In 2011, a U.S. Census report determined that 71\% of college students are working students. A researcher thinks this percentage has changed and surveys 186 college students. The researcher reports that 123 of the 186 are working students. Is there evidence to support the researcher's claim at the $1 \%$ significance level?
Find the p-value. Round to four decimal places.

Step 1 ：The problem is asking for a p-value, which is a measure of the probability that an observed difference could have occurred just by random chance. In this case, we are testing the claim that the proportion of working students has changed from the 2011 Census report of 71%.

Step 2 ：The p-value is calculated using a hypothesis test for a proportion. The null hypothesis (H0) is that the proportion of working students is still 71%, and the alternative hypothesis (H1) is that the proportion has changed.

Step 3 ：We can use a z-test for proportions to calculate the test statistic, and then find the p-value from the standard normal distribution. The formula for the z-test statistic is: \(z = \frac{{p_{hat} - p0}}{{\sqrt{{(p0 * (1 - p0)) / n}}}}\) where \(p_{hat}\) is the sample proportion, \(p0\) is the proportion under the null hypothesis, and \(n\) is the sample size.

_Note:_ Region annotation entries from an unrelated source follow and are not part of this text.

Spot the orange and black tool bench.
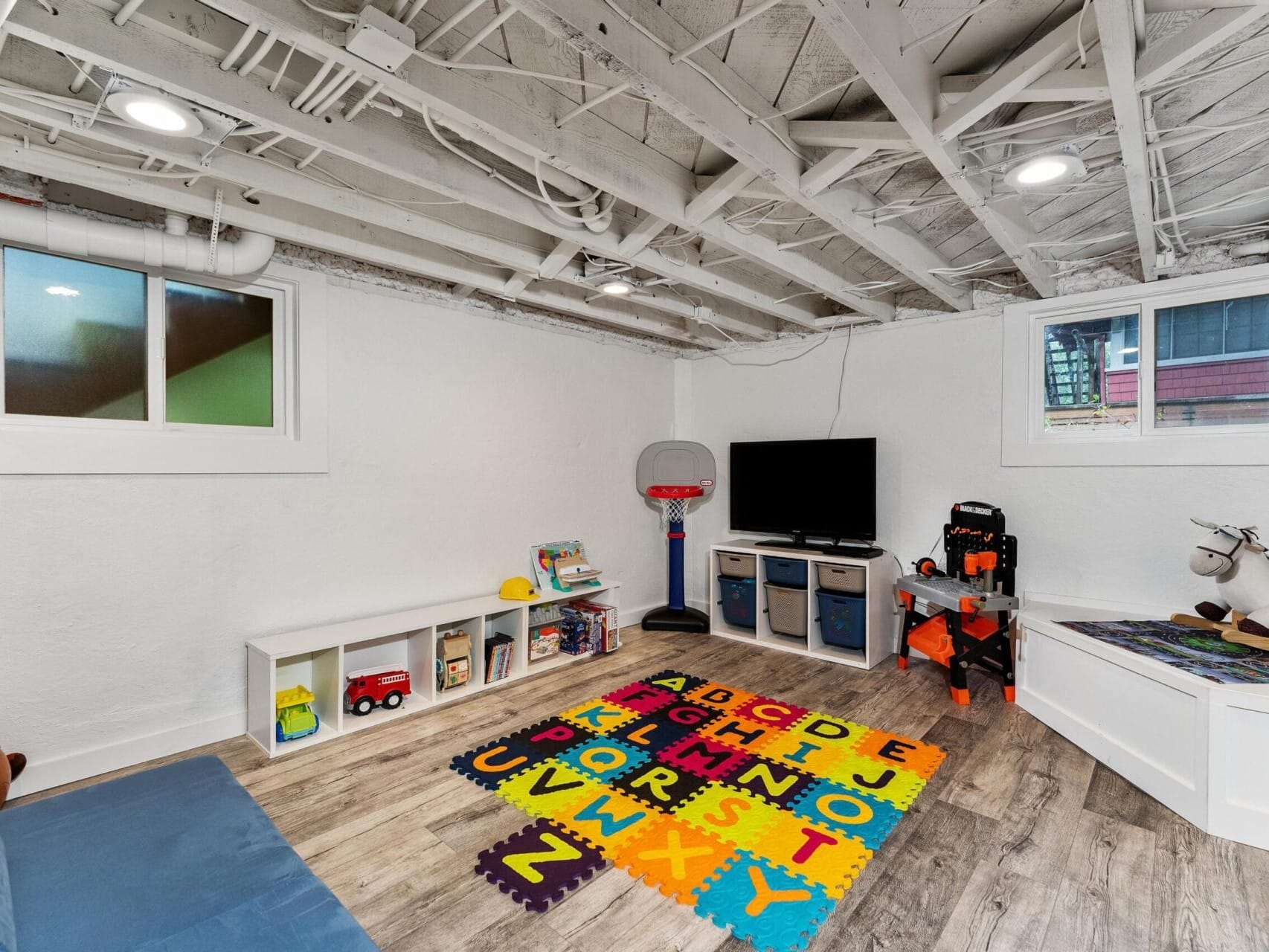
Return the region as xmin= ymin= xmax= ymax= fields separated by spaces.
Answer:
xmin=895 ymin=503 xmax=1018 ymax=704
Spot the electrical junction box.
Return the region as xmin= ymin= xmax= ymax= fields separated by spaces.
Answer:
xmin=344 ymin=7 xmax=415 ymax=72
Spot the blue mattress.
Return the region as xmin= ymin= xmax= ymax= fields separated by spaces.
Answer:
xmin=0 ymin=756 xmax=378 ymax=952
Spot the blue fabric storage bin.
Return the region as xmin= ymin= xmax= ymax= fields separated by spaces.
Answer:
xmin=762 ymin=556 xmax=807 ymax=589
xmin=815 ymin=589 xmax=868 ymax=652
xmin=719 ymin=575 xmax=757 ymax=628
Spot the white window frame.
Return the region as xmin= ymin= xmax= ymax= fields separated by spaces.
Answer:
xmin=0 ymin=257 xmax=329 ymax=475
xmin=1000 ymin=264 xmax=1269 ymax=466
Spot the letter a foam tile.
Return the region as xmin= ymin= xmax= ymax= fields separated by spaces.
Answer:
xmin=476 ymin=820 xmax=605 ymax=913
xmin=451 ymin=670 xmax=944 ymax=952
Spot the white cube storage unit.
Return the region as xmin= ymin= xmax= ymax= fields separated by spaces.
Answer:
xmin=710 ymin=542 xmax=899 ymax=668
xmin=246 ymin=582 xmax=620 ymax=756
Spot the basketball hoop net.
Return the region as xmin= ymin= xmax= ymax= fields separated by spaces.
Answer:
xmin=647 ymin=486 xmax=704 ymax=530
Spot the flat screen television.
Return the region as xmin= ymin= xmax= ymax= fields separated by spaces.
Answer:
xmin=727 ymin=437 xmax=877 ymax=546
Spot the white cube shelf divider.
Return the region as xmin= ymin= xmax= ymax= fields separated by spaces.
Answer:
xmin=246 ymin=582 xmax=620 ymax=756
xmin=710 ymin=541 xmax=899 ymax=668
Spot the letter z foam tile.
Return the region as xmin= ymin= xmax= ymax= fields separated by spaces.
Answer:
xmin=451 ymin=670 xmax=945 ymax=952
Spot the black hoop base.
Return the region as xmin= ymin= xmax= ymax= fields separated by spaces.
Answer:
xmin=642 ymin=605 xmax=710 ymax=634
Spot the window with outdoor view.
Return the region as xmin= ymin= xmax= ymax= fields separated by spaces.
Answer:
xmin=1042 ymin=314 xmax=1141 ymax=433
xmin=1154 ymin=295 xmax=1269 ymax=426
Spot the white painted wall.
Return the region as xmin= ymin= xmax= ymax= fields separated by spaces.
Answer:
xmin=688 ymin=315 xmax=1269 ymax=611
xmin=0 ymin=277 xmax=674 ymax=796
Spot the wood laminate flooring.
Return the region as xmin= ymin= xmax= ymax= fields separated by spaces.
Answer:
xmin=15 ymin=630 xmax=1269 ymax=952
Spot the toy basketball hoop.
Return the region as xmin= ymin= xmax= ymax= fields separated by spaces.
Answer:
xmin=643 ymin=486 xmax=706 ymax=530
xmin=634 ymin=440 xmax=716 ymax=632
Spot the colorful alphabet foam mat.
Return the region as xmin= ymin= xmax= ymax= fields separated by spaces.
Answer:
xmin=451 ymin=672 xmax=944 ymax=951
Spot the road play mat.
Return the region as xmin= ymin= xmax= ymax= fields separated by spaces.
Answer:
xmin=451 ymin=672 xmax=944 ymax=951
xmin=1061 ymin=621 xmax=1269 ymax=684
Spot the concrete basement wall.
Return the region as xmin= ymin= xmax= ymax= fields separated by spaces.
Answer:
xmin=0 ymin=283 xmax=674 ymax=796
xmin=680 ymin=314 xmax=1269 ymax=611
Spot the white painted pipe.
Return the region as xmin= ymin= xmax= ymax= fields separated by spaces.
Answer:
xmin=1230 ymin=239 xmax=1269 ymax=257
xmin=431 ymin=113 xmax=613 ymax=235
xmin=115 ymin=0 xmax=141 ymax=27
xmin=0 ymin=202 xmax=274 ymax=277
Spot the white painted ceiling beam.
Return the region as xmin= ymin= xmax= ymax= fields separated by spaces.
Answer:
xmin=803 ymin=0 xmax=1057 ymax=297
xmin=1093 ymin=0 xmax=1157 ymax=280
xmin=1136 ymin=4 xmax=1269 ymax=90
xmin=934 ymin=7 xmax=1091 ymax=142
xmin=0 ymin=138 xmax=728 ymax=347
xmin=697 ymin=176 xmax=787 ymax=202
xmin=166 ymin=0 xmax=893 ymax=327
xmin=939 ymin=66 xmax=1111 ymax=103
xmin=516 ymin=0 xmax=971 ymax=316
xmin=617 ymin=214 xmax=669 ymax=257
xmin=687 ymin=162 xmax=757 ymax=222
xmin=789 ymin=119 xmax=913 ymax=149
xmin=538 ymin=241 xmax=581 ymax=280
xmin=0 ymin=41 xmax=775 ymax=340
xmin=7 ymin=0 xmax=826 ymax=327
xmin=798 ymin=146 xmax=877 ymax=196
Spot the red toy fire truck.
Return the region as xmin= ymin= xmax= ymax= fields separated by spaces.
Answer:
xmin=344 ymin=665 xmax=410 ymax=715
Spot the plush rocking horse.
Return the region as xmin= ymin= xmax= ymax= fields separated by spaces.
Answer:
xmin=1172 ymin=519 xmax=1269 ymax=649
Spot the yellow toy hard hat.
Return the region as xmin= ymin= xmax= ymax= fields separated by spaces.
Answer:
xmin=498 ymin=575 xmax=538 ymax=602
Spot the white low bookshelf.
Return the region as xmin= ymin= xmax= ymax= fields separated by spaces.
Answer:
xmin=710 ymin=541 xmax=899 ymax=668
xmin=246 ymin=582 xmax=620 ymax=756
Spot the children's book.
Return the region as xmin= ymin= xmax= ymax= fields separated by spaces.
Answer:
xmin=529 ymin=539 xmax=600 ymax=591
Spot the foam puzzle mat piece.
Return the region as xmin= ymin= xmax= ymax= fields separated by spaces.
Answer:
xmin=451 ymin=670 xmax=944 ymax=952
xmin=611 ymin=816 xmax=737 ymax=905
xmin=855 ymin=729 xmax=947 ymax=779
xmin=555 ymin=738 xmax=652 ymax=783
xmin=674 ymin=783 xmax=780 ymax=850
xmin=788 ymin=778 xmax=904 ymax=849
xmin=825 ymin=755 xmax=925 ymax=811
xmin=640 ymin=670 xmax=706 ymax=695
xmin=559 ymin=698 xmax=638 ymax=733
xmin=695 ymin=852 xmax=834 ymax=952
xmin=555 ymin=787 xmax=663 ymax=855
xmin=496 ymin=758 xmax=603 ymax=817
xmin=476 ymin=820 xmax=606 ymax=913
xmin=449 ymin=738 xmax=546 ymax=790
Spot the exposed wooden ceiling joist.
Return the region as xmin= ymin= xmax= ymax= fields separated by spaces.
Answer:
xmin=504 ymin=0 xmax=971 ymax=307
xmin=5 ymin=0 xmax=802 ymax=335
xmin=187 ymin=0 xmax=893 ymax=327
xmin=939 ymin=66 xmax=1111 ymax=103
xmin=805 ymin=0 xmax=1057 ymax=297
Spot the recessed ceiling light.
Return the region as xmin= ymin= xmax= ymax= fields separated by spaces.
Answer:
xmin=106 ymin=89 xmax=203 ymax=138
xmin=1005 ymin=152 xmax=1085 ymax=189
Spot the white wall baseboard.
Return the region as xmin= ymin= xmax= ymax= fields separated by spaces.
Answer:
xmin=9 ymin=710 xmax=246 ymax=800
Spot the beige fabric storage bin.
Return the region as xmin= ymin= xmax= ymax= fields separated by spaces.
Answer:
xmin=764 ymin=582 xmax=807 ymax=638
xmin=719 ymin=552 xmax=757 ymax=579
xmin=817 ymin=562 xmax=868 ymax=595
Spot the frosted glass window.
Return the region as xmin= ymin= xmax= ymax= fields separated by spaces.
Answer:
xmin=165 ymin=280 xmax=273 ymax=426
xmin=4 ymin=248 xmax=146 ymax=420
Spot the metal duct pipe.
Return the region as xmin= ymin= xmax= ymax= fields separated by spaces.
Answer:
xmin=431 ymin=113 xmax=613 ymax=234
xmin=1230 ymin=239 xmax=1269 ymax=257
xmin=0 ymin=202 xmax=274 ymax=277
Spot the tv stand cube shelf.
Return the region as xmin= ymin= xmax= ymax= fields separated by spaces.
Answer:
xmin=710 ymin=539 xmax=899 ymax=668
xmin=246 ymin=582 xmax=620 ymax=756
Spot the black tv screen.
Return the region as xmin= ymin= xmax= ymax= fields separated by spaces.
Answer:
xmin=728 ymin=437 xmax=877 ymax=542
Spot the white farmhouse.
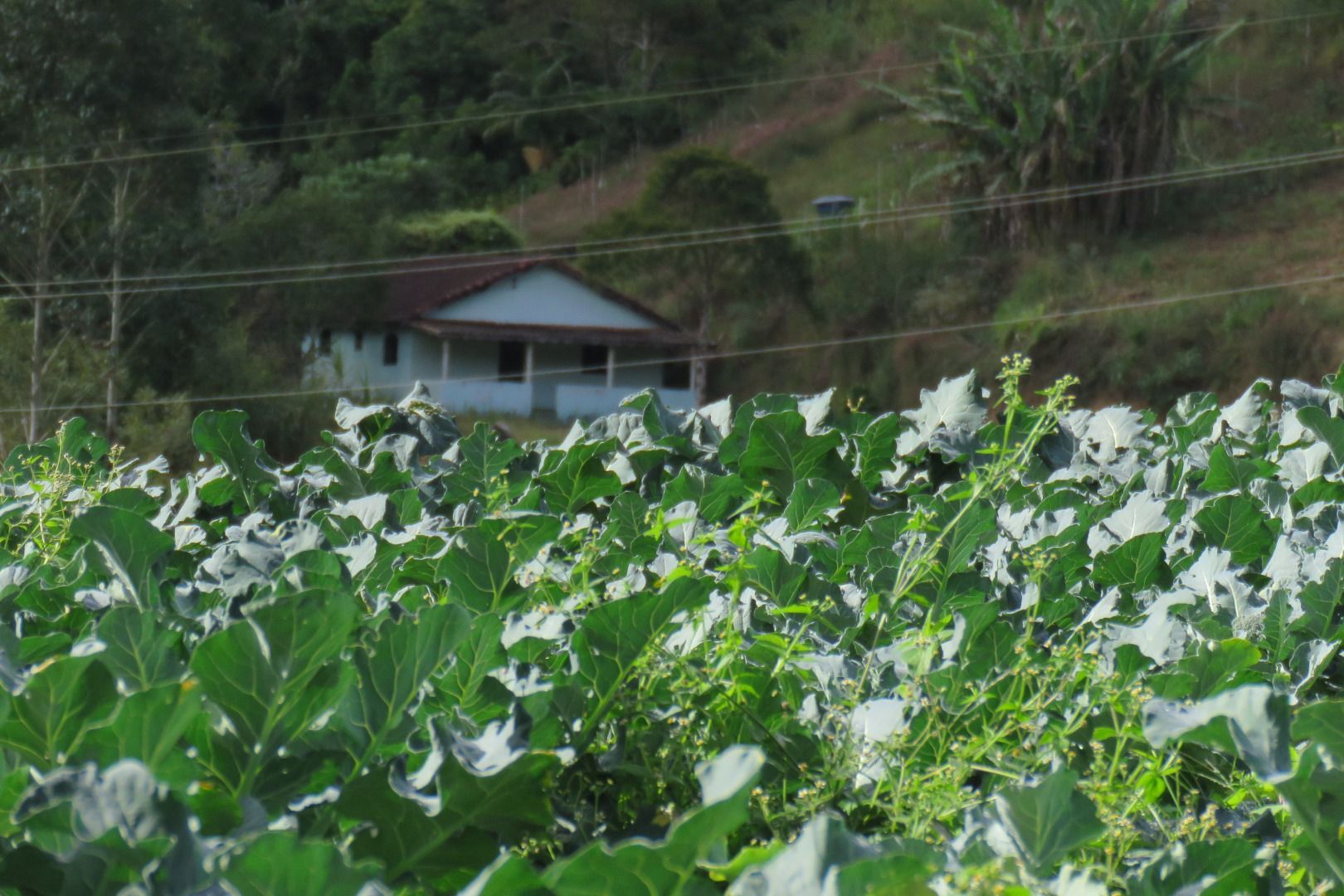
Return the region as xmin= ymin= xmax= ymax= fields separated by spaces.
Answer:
xmin=309 ymin=256 xmax=699 ymax=419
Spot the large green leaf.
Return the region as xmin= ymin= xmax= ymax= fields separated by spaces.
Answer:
xmin=570 ymin=577 xmax=709 ymax=743
xmin=97 ymin=607 xmax=187 ymax=690
xmin=1127 ymin=838 xmax=1259 ymax=896
xmin=536 ymin=439 xmax=621 ymax=514
xmin=1195 ymin=494 xmax=1274 ymax=564
xmin=345 ymin=605 xmax=472 ymax=750
xmin=444 ymin=423 xmax=523 ymax=503
xmin=0 ymin=657 xmax=119 ymax=768
xmin=1144 ymin=684 xmax=1292 ymax=783
xmin=738 ymin=411 xmax=844 ymax=495
xmin=191 ymin=411 xmax=278 ymax=508
xmin=338 ymin=753 xmax=558 ymax=888
xmin=543 ymin=747 xmax=765 ymax=896
xmin=70 ymin=506 xmax=172 ymax=608
xmin=225 ymin=831 xmax=375 ymax=896
xmin=191 ymin=592 xmax=355 ymax=757
xmin=438 ymin=520 xmax=516 ymax=612
xmin=995 ymin=768 xmax=1106 ymax=874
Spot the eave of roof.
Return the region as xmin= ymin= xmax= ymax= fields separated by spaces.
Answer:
xmin=406 ymin=319 xmax=704 ymax=349
xmin=383 ymin=256 xmax=685 ymax=334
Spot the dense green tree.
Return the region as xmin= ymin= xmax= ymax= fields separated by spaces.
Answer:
xmin=587 ymin=148 xmax=809 ymax=392
xmin=884 ymin=0 xmax=1230 ymax=243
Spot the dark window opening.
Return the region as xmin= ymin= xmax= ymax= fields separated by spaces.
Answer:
xmin=663 ymin=362 xmax=691 ymax=388
xmin=500 ymin=335 xmax=527 ymax=382
xmin=579 ymin=345 xmax=606 ymax=373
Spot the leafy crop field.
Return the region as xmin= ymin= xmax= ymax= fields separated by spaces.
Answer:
xmin=0 ymin=358 xmax=1344 ymax=896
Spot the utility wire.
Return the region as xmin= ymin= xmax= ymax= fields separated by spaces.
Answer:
xmin=0 ymin=149 xmax=1344 ymax=302
xmin=0 ymin=271 xmax=1344 ymax=414
xmin=0 ymin=9 xmax=1344 ymax=174
xmin=0 ymin=140 xmax=1344 ymax=292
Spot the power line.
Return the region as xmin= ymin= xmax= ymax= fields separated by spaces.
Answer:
xmin=0 ymin=9 xmax=1344 ymax=174
xmin=0 ymin=140 xmax=1344 ymax=292
xmin=0 ymin=271 xmax=1344 ymax=414
xmin=0 ymin=149 xmax=1344 ymax=301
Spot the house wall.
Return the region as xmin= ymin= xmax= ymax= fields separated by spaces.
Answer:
xmin=314 ymin=329 xmax=691 ymax=418
xmin=313 ymin=329 xmax=441 ymax=390
xmin=426 ymin=267 xmax=656 ymax=328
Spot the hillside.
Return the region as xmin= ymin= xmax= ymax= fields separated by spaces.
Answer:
xmin=504 ymin=4 xmax=1344 ymax=407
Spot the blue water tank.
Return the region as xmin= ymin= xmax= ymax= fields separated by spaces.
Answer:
xmin=811 ymin=196 xmax=855 ymax=217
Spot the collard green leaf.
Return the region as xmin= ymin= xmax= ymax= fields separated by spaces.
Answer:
xmin=538 ymin=439 xmax=621 ymax=514
xmin=1144 ymin=684 xmax=1292 ymax=783
xmin=897 ymin=373 xmax=986 ymax=455
xmin=191 ymin=592 xmax=355 ymax=755
xmin=995 ymin=770 xmax=1106 ymax=874
xmin=347 ymin=605 xmax=472 ymax=748
xmin=438 ymin=520 xmax=516 ymax=612
xmin=1127 ymin=838 xmax=1259 ymax=896
xmin=738 ymin=411 xmax=844 ymax=495
xmin=336 ymin=753 xmax=558 ymax=888
xmin=444 ymin=423 xmax=523 ymax=503
xmin=0 ymin=657 xmax=119 ymax=768
xmin=70 ymin=506 xmax=173 ymax=607
xmin=543 ymin=747 xmax=765 ymax=896
xmin=97 ymin=607 xmax=187 ymax=690
xmin=1093 ymin=532 xmax=1166 ymax=591
xmin=1297 ymin=407 xmax=1344 ymax=470
xmin=728 ymin=813 xmax=880 ymax=896
xmin=1195 ymin=494 xmax=1275 ymax=564
xmin=225 ymin=831 xmax=375 ymax=896
xmin=783 ymin=480 xmax=840 ymax=531
xmin=570 ymin=577 xmax=709 ymax=742
xmin=191 ymin=411 xmax=278 ymax=509
xmin=1293 ymin=700 xmax=1344 ymax=762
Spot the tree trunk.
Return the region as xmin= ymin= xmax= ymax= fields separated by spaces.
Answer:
xmin=106 ymin=168 xmax=130 ymax=439
xmin=28 ymin=171 xmax=51 ymax=445
xmin=28 ymin=287 xmax=47 ymax=445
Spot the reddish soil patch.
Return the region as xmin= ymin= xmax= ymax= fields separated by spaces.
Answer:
xmin=501 ymin=44 xmax=900 ymax=246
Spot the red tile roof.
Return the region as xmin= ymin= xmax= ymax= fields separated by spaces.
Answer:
xmin=382 ymin=256 xmax=695 ymax=344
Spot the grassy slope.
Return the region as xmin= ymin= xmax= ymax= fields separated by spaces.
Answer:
xmin=502 ymin=2 xmax=1344 ymax=416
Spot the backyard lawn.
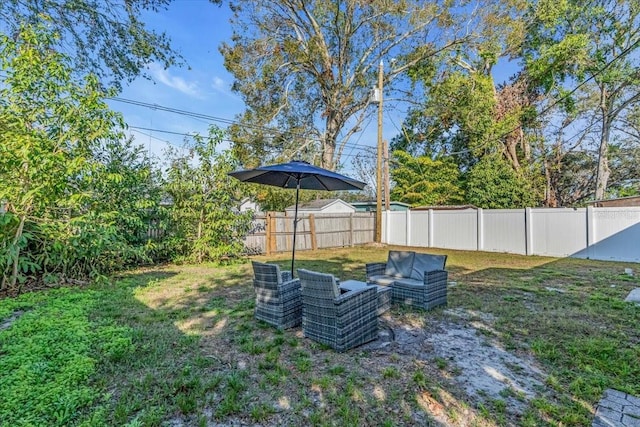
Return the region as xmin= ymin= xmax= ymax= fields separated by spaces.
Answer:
xmin=0 ymin=247 xmax=640 ymax=427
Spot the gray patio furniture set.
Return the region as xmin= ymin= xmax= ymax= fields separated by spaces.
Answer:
xmin=252 ymin=251 xmax=447 ymax=351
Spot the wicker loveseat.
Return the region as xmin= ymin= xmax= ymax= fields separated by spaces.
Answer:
xmin=298 ymin=269 xmax=378 ymax=351
xmin=252 ymin=261 xmax=302 ymax=329
xmin=366 ymin=251 xmax=448 ymax=310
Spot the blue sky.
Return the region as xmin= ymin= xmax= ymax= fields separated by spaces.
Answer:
xmin=109 ymin=0 xmax=244 ymax=162
xmin=109 ymin=0 xmax=404 ymax=176
xmin=109 ymin=0 xmax=513 ymax=173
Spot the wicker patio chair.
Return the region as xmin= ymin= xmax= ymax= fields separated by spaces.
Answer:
xmin=298 ymin=269 xmax=378 ymax=352
xmin=252 ymin=261 xmax=302 ymax=329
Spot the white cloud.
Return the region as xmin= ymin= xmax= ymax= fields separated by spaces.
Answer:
xmin=149 ymin=64 xmax=203 ymax=99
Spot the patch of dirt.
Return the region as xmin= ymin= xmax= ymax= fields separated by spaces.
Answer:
xmin=362 ymin=310 xmax=546 ymax=416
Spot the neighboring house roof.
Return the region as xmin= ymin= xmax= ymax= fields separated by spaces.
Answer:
xmin=285 ymin=199 xmax=353 ymax=211
xmin=351 ymin=200 xmax=411 ymax=209
xmin=587 ymin=196 xmax=640 ymax=208
xmin=240 ymin=197 xmax=262 ymax=213
xmin=411 ymin=205 xmax=478 ymax=211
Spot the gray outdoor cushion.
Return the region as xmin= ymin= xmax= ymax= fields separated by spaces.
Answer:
xmin=405 ymin=253 xmax=447 ymax=280
xmin=394 ymin=279 xmax=424 ymax=288
xmin=384 ymin=251 xmax=414 ymax=277
xmin=368 ymin=275 xmax=397 ymax=286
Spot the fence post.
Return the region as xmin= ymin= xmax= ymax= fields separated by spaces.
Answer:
xmin=476 ymin=208 xmax=484 ymax=251
xmin=585 ymin=206 xmax=596 ymax=259
xmin=524 ymin=208 xmax=533 ymax=255
xmin=405 ymin=209 xmax=411 ymax=246
xmin=309 ymin=214 xmax=318 ymax=251
xmin=264 ymin=212 xmax=273 ymax=255
xmin=349 ymin=212 xmax=355 ymax=247
xmin=382 ymin=211 xmax=391 ymax=244
xmin=428 ymin=209 xmax=434 ymax=248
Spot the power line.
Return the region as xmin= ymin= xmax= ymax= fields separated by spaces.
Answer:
xmin=108 ymin=97 xmax=380 ymax=157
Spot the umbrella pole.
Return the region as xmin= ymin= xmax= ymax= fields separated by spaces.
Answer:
xmin=291 ymin=180 xmax=300 ymax=277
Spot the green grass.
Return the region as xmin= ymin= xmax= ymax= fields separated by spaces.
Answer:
xmin=0 ymin=248 xmax=640 ymax=427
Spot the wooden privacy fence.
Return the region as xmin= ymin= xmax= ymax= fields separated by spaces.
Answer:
xmin=245 ymin=212 xmax=375 ymax=255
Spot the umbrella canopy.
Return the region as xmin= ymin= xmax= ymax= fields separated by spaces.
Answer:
xmin=229 ymin=160 xmax=366 ymax=275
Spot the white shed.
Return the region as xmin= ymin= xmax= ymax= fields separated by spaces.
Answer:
xmin=285 ymin=199 xmax=356 ymax=216
xmin=240 ymin=197 xmax=262 ymax=214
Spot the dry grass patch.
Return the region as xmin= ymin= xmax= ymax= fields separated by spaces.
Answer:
xmin=0 ymin=247 xmax=640 ymax=426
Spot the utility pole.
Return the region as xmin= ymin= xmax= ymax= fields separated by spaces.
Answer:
xmin=376 ymin=60 xmax=384 ymax=243
xmin=382 ymin=141 xmax=391 ymax=211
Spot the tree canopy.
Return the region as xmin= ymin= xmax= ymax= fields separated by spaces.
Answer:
xmin=220 ymin=0 xmax=468 ymax=169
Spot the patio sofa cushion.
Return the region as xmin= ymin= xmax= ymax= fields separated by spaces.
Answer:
xmin=367 ymin=274 xmax=398 ymax=286
xmin=404 ymin=253 xmax=447 ymax=281
xmin=252 ymin=261 xmax=302 ymax=329
xmin=393 ymin=275 xmax=424 ymax=286
xmin=384 ymin=251 xmax=415 ymax=277
xmin=366 ymin=251 xmax=448 ymax=310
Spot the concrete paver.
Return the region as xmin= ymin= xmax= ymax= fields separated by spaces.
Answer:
xmin=592 ymin=389 xmax=640 ymax=427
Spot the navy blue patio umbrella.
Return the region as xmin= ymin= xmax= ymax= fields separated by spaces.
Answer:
xmin=229 ymin=160 xmax=367 ymax=275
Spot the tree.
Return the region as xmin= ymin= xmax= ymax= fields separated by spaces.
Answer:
xmin=165 ymin=127 xmax=252 ymax=263
xmin=0 ymin=26 xmax=130 ymax=289
xmin=391 ymin=151 xmax=464 ymax=206
xmin=220 ymin=0 xmax=468 ymax=169
xmin=524 ymin=0 xmax=640 ymax=199
xmin=466 ymin=155 xmax=540 ymax=209
xmin=0 ymin=0 xmax=208 ymax=87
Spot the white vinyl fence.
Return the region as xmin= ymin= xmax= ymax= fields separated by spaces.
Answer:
xmin=382 ymin=207 xmax=640 ymax=262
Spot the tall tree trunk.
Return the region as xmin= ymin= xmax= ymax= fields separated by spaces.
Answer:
xmin=595 ymin=85 xmax=611 ymax=200
xmin=321 ymin=112 xmax=340 ymax=170
xmin=196 ymin=209 xmax=204 ymax=263
xmin=9 ymin=214 xmax=27 ymax=289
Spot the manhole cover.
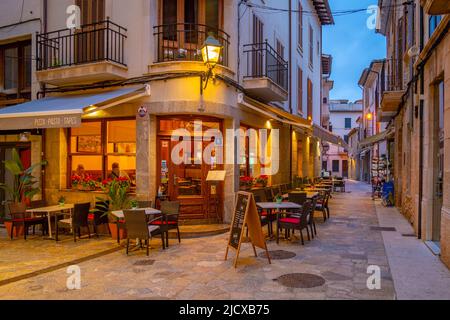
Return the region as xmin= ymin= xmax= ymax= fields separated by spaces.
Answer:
xmin=274 ymin=273 xmax=325 ymax=289
xmin=402 ymin=233 xmax=416 ymax=238
xmin=259 ymin=250 xmax=296 ymax=260
xmin=370 ymin=227 xmax=397 ymax=232
xmin=133 ymin=260 xmax=155 ymax=266
xmin=30 ymin=285 xmax=44 ymax=291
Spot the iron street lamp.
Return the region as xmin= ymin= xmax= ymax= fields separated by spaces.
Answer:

Step 4 ：Once we have the z-score, we can find the p-value by looking up the probability in the standard normal distribution and multiplying by 2 (since this is a two-tailed test).

Step 5 ：Given that \(p0 = 0.71\), \(n = 186\), \(x = 123\), \(p_{hat} = 0.6612903225806451\), and \(z = -1.4640083450190289\), we find that the p-value is 0.1432.

Step 6 ：The p-value is 0.1432, which is greater than the significance level of 0.01. This means that we do not have enough evidence to reject the null hypothesis. Therefore, there is not enough evidence to support the researcher's claim that the proportion of working students has changed from the 2011 Census report of 71%.

Step 7 ：Final Answer: The p-value is \(\boxed{0.1432}\).